Im Zuge der Medizinisierung des Wissens vom und über den Menschen wird Betroffenen die Glaubwürdigkeit entzogen, da jede Äußerung als Teil der „Krankheit“ angesehen und damit zu einer sanktionierbaren Handlung wird. Dies bleibt für die Betroffene selbst nicht folgenlos. Der Mensch wird im Psychiatrieapparat zur Patientin gemacht.

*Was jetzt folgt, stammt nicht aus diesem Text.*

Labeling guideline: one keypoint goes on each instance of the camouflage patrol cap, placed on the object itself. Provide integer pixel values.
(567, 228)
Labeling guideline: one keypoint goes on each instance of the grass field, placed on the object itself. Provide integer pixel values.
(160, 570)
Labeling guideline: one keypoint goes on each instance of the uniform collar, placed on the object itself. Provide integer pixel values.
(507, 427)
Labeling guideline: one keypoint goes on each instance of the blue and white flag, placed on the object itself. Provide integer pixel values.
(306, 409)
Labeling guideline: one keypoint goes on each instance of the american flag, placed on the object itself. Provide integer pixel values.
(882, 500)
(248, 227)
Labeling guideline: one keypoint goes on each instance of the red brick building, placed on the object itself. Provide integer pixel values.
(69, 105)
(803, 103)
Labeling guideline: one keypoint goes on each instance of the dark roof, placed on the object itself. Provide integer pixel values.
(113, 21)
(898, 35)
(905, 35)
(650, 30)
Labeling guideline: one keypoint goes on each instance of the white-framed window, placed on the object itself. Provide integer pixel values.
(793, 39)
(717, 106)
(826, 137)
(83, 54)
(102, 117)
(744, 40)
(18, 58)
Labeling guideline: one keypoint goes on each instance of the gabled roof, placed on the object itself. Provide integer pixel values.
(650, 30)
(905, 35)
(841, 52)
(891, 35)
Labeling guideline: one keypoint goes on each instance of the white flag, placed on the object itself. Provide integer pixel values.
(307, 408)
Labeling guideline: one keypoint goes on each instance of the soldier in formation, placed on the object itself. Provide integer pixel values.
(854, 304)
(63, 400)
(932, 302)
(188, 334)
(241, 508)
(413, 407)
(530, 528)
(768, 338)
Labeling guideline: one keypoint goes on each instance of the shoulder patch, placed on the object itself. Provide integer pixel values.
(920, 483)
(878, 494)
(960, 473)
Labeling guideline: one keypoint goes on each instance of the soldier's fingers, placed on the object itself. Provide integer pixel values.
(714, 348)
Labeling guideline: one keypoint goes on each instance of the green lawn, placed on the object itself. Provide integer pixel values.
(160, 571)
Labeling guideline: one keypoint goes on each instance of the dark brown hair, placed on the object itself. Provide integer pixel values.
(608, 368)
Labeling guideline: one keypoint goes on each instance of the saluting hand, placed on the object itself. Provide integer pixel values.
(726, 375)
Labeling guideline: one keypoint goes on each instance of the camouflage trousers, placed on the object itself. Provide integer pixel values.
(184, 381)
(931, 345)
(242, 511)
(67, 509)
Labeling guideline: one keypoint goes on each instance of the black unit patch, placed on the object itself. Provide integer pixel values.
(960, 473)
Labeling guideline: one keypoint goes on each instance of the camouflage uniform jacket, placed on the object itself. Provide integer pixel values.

Entzug der Selbstbestimmung

Diese „Erschaffung“ der Patientin legitimiert zugleich die Hierachiesierung der Beziehung zur „Therapeutin“. Da Letztere sich meist aufgrund von größerem medizinischen Wissen als Autorität darstellen kann und über gesteigerte Machtmittel verfügt, entsteht ein Abhängigkeitsverhältnis. Dieses zementiert darüber hinaus auch den Gegensatz zwischen „kranker Patientin“ und „gesundem Personal“

So entspricht es der Logik der „Heilung“, dass psychiatrisierte Personen in akuten Krisensituationen oder ohne (zumindest mittelfristige) Aussicht auf Gesundung in geschlossenen Psychiatrieabteilungen eingesperrt oder zwangsmedikamentiert werden – eine Situation, in die mensch schon gebracht werden kann, wenn sie sich dazu entscheidet Selbstmord zu begehen und durch Zwangseinweisung wegen Selbstgefährdung (kurzfristig) in der Psychiatrie landet.

Selbstverständlich stellt dies nur die Spitze des Eisbergs dar. Darunter liegen aber viele Ebenen der konsequenten Entziehung der Selbstbestimmung über die Wahrnehmungen sowie das eigene Verhalten. Der psychiatrische Apparat hat es sich (ähnlich wie das Knastsystem) zur Aufgabe gemacht, nonkonformes Verhalten als solches zu kategorisieren und durch „Heilung“ in den „gesunden“ Teil der Gesellschaft wiedereinzugliedern.

Ruhigstellung

Nicht nur die bereits beschriebenen Formen der Ruhigstellung wie Medikamente, Einsperrungen oder der Entzug der Glaubwürdigkeit stellen Angriffe auf die Bedingungen der Möglichkeit eines kritischen Umgangs mit der Umwelt dar. Die pure Existenz von Zwangsinstitutionen sowie weniger offensichtlich zwangausübenden Instanzen strukturiert bereits den Bereich des Denkbaren und setzt dem Bereich des Sagbaren unsichtbare Grenzen. Dabei sind diese Grenzen nicht für alle Menschen auf die selbe Art und Weise abgesteckt. Die soziale Position, die äußere Erscheinung und nicht zuletzt das Geschlecht haben erhebliche Auswirkungen auf den Grenzverlauf. Die als "hysterisch" abgestempelte Frau ist nur eines der Beispiele für die zum Schweigen gebrachte oder unhörbar gemachte Abweichlerin.

Es ist nicht nur der Fall...

...der schmerzt, es ist ebenso die Form des Aufgefangenwerdens. Psychiatriebetroffene, Menschen in akuten Krisensituationen oder mit langfristigen Beschwerden muss Hilfe zukommen, wenn sie welche wollen. Doch genau wie diese Hilfe organisiert wird ist der springende Punkt. Wir müssen es schaffen, Verhältnisse zu unseren Freundinnen, Mitbewohnerinnen, flüchtigen Bekanntschaften aufzubauen, in denen Hilfe ein gegenseitiges, herrschaftsfreies Projekt darstellt, in denen Vertrauen aufgebaut werden kann und nicht zuletzt das Wissen über uns selbst zurückgewonnen werden kann.